I could hear Saul swallow slowly, as if he were trying to hide the motion from Roman. Roman was intimidating, even to me when I wasn’t manic. So internally, I swallowed too, but then something kicked in. It felt like the lock that had been holding my lips closed had become disengaged. I parted my lips and found my voice, albeit weak. “Touch Saul or his family and I will end you, Roman.”

“You couldn’t,” he argued, staring down at me with emotionless eyes. I blinked in the bright sunshine, confused by the light. It should be nearly dark by now. Why was it still so bright?

“Try me,” I grunted, trying to push myself up, trying to get Tage to set me down, to let me go. Saul walked over, completely un-phased by the two massive night-walkers flanking me.

“Why are you covered in blood?” Saul asked softly.

“I overfed. Lesson learned.” The lie came so easily.

He scrubbed his hands over his handsome face. I was really going to miss that face. Something inside me broke all over again. It felt distinctly like my heart.

“Don’t look at me like that, Porsch. I told you I’d fix this,” he said, stepping toward me as Tage set my feet back on the dark soil.

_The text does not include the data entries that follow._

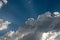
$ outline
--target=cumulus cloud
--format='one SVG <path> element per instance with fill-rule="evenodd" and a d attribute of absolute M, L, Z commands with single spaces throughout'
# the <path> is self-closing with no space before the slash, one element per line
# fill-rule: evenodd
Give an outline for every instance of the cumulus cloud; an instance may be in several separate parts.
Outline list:
<path fill-rule="evenodd" d="M 60 35 L 60 32 L 47 32 L 42 34 L 41 40 L 55 40 Z"/>
<path fill-rule="evenodd" d="M 60 13 L 59 12 L 54 12 L 54 17 L 59 17 L 60 16 Z"/>
<path fill-rule="evenodd" d="M 4 4 L 7 4 L 7 2 L 7 0 L 0 0 L 0 8 L 2 8 Z"/>
<path fill-rule="evenodd" d="M 26 23 L 27 25 L 33 26 L 33 25 L 35 24 L 35 20 L 34 20 L 34 18 L 29 18 L 25 23 Z"/>
<path fill-rule="evenodd" d="M 51 14 L 46 12 L 37 19 L 28 18 L 16 32 L 8 32 L 1 40 L 56 40 L 60 35 L 60 13 Z"/>
<path fill-rule="evenodd" d="M 11 24 L 11 22 L 4 21 L 3 19 L 0 19 L 0 31 L 7 29 L 9 24 Z"/>
<path fill-rule="evenodd" d="M 14 34 L 14 31 L 10 31 L 7 33 L 9 37 L 12 37 L 12 35 Z"/>

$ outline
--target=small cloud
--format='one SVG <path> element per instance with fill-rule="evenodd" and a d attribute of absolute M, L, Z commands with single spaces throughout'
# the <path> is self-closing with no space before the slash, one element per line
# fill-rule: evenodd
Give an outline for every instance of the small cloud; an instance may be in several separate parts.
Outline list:
<path fill-rule="evenodd" d="M 3 2 L 2 1 L 0 1 L 0 8 L 3 6 Z"/>
<path fill-rule="evenodd" d="M 2 1 L 3 1 L 5 4 L 7 4 L 7 2 L 8 2 L 7 0 L 2 0 Z"/>
<path fill-rule="evenodd" d="M 2 8 L 4 4 L 7 4 L 7 2 L 7 0 L 0 0 L 0 8 Z"/>
<path fill-rule="evenodd" d="M 8 37 L 12 37 L 14 33 L 15 33 L 14 31 L 8 32 L 8 33 L 7 33 L 7 34 L 8 34 Z"/>
<path fill-rule="evenodd" d="M 54 12 L 53 14 L 55 15 L 54 17 L 60 17 L 60 13 L 59 12 Z"/>
<path fill-rule="evenodd" d="M 3 19 L 0 19 L 0 31 L 7 29 L 9 24 L 11 24 L 11 22 L 4 21 Z"/>
<path fill-rule="evenodd" d="M 25 23 L 26 23 L 27 25 L 33 26 L 33 25 L 35 24 L 35 20 L 34 20 L 34 18 L 29 18 Z"/>

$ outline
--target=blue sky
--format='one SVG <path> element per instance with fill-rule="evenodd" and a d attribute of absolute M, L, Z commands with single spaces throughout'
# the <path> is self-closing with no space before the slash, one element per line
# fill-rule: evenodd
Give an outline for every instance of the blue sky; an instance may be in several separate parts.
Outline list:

“And I told you it couldn’t be fixed. I’m sorry, Saul,” I sniffed. “I don’t want to see you again.” It was the hardest truth I’d ever spoken—a lie to both of us, but what needed to be done to keep him safe, to keep him away from me.

“That’s not true. You’re just afraid, but we can work through this. I love you.”

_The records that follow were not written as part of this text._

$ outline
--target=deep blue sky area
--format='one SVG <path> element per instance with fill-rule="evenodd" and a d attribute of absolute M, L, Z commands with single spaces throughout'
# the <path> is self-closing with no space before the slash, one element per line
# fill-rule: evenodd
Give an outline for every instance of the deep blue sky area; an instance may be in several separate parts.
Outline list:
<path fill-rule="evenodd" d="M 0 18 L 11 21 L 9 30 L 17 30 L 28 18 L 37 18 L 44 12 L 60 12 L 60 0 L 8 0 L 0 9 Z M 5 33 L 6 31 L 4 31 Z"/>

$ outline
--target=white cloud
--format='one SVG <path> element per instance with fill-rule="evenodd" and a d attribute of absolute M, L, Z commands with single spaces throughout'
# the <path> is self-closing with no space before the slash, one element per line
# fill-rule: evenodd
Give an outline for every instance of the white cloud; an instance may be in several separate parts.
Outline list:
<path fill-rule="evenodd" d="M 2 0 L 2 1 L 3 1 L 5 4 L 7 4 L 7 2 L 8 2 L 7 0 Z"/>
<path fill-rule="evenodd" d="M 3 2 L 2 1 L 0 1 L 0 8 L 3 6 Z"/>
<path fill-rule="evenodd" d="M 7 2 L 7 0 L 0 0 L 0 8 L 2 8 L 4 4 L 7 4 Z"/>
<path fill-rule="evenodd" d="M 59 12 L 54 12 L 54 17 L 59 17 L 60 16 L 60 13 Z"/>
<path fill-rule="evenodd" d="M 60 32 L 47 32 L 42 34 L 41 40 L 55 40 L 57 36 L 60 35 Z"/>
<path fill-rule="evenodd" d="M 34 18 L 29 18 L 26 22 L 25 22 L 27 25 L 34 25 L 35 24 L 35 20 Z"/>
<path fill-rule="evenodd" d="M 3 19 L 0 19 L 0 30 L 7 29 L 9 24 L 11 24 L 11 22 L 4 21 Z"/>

I shook my head in denial and swiped crimson tears from my cheeks. “I can’t love you. I can’t love anyone now.” Turning to leave him, I stumbled, fell to my knees and began vomiting all over again.

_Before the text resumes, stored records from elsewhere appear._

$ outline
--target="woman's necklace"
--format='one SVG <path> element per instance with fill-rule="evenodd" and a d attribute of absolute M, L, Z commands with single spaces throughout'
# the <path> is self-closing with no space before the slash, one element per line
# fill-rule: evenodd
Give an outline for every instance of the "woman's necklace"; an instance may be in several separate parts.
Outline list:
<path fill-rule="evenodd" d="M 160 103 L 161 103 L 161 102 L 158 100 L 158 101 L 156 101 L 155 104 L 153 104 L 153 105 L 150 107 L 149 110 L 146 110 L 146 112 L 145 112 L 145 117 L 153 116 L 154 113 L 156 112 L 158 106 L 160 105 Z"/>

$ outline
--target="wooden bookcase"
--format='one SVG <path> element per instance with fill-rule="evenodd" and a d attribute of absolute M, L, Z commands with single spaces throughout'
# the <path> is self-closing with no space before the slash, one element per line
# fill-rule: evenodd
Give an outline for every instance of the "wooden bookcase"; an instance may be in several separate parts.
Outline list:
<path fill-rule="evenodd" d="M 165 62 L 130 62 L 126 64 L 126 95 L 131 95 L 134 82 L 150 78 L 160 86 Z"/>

When I regained control, I looked up to see Saul standing a few feet away. Tage was helping me back up while Roman stood between me and the human. My thighs and calves shook violently. He was protecting Saul from me because my stomach was almost empty and I needed to feed again. I was just too sick to do it. I was too weak.

But I want it.

Saul’s mouth was parted and his fingers were intertwined, clasped onto the back of his head. “Tell me what I can do,” he said.

Roman answered, “Keep this a secret for as long as you can. The Elders know what Frenzy is. They’ll come for her.”